KPAI mencatat, ketersediaan sabun cuci tangan sebelum pandemi, hanya 67 persen sekolah yang sudah menyediakan sabun di toilet sekolah, 28 persen kadang-kadang menyediakan dan 5 persen menyatakan tidak pernah menyediakan.
“Saat buka sekolah dilakukan, sabun cuci tangan wajib ada di setiap wastafel depan kelas, bukan hanya di toilet sekolah,” ujarnya.
Penyediaan tisu di toilet sekolah sebelum pandemi Covid-19, kata Retno, hanya dilakukan oleh 27 persen. Sedangkan, 41 persen sekolah menyatakan kadang-kadang menyediakan tisu dan 32 persen menyatakan tidak pernah menyediakan tisu.
“Padahal, kalau cuci tangannya sudah benar, tetapi tidak ada sarana mengeringkan, maka anak kemungkinan mengelap tangannya di benda yang kemungkinan kurang steril,” imbuhnya.
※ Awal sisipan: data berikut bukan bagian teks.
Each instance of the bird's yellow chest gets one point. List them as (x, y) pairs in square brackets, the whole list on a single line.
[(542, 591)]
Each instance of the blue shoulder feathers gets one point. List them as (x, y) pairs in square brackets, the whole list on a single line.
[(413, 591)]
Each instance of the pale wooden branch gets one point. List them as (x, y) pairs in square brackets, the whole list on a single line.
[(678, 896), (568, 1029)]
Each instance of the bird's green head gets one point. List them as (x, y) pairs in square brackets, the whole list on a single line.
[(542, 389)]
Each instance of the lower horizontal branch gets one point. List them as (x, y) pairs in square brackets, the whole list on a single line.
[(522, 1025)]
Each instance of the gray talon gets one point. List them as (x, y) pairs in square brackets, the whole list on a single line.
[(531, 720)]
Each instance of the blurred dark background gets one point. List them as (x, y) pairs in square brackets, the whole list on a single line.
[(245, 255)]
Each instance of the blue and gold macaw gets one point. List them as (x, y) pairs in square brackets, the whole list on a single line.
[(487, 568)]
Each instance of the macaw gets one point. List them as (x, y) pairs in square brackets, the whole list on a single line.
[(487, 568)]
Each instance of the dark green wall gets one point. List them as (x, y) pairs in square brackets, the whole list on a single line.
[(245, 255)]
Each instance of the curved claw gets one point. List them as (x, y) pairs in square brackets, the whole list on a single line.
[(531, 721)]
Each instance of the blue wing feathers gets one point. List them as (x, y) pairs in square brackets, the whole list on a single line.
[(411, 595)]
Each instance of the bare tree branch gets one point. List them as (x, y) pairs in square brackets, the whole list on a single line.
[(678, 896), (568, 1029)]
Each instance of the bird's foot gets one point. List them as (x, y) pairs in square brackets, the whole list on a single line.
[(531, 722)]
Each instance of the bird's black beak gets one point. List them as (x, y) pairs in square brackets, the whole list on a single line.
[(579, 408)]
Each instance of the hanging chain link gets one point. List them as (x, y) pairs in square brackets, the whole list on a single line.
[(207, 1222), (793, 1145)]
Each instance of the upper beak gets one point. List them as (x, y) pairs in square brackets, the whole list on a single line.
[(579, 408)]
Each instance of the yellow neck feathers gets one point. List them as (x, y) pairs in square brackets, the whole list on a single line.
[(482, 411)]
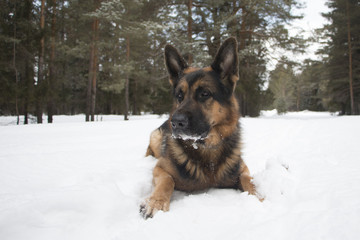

Menurut Retno, saat pembelajaran tatap muka, seluruh sarana dan prasarana itu tersedia dalam jumlah yang mencukupi, antara sarananya dengan jumlah siswa dan guru.
Selain itu juga, dibutuhkan bilik disinfektan, thermogun, air yang mengalir, ruang isolasi sementara dan seluruh petunjuk arah, serta seluruh protokol kesehatan atau SOP dalam adaptasi budaya baru di sekolah.
“Semua itu butuh anggaran yang tidak kecil. Jadi, seharusnya politik anggaran mulai diarahkan ke pendidikan, terutama penyiapan infrastruktur untuk memenuhi protokol kesehatan,” pungkasnya.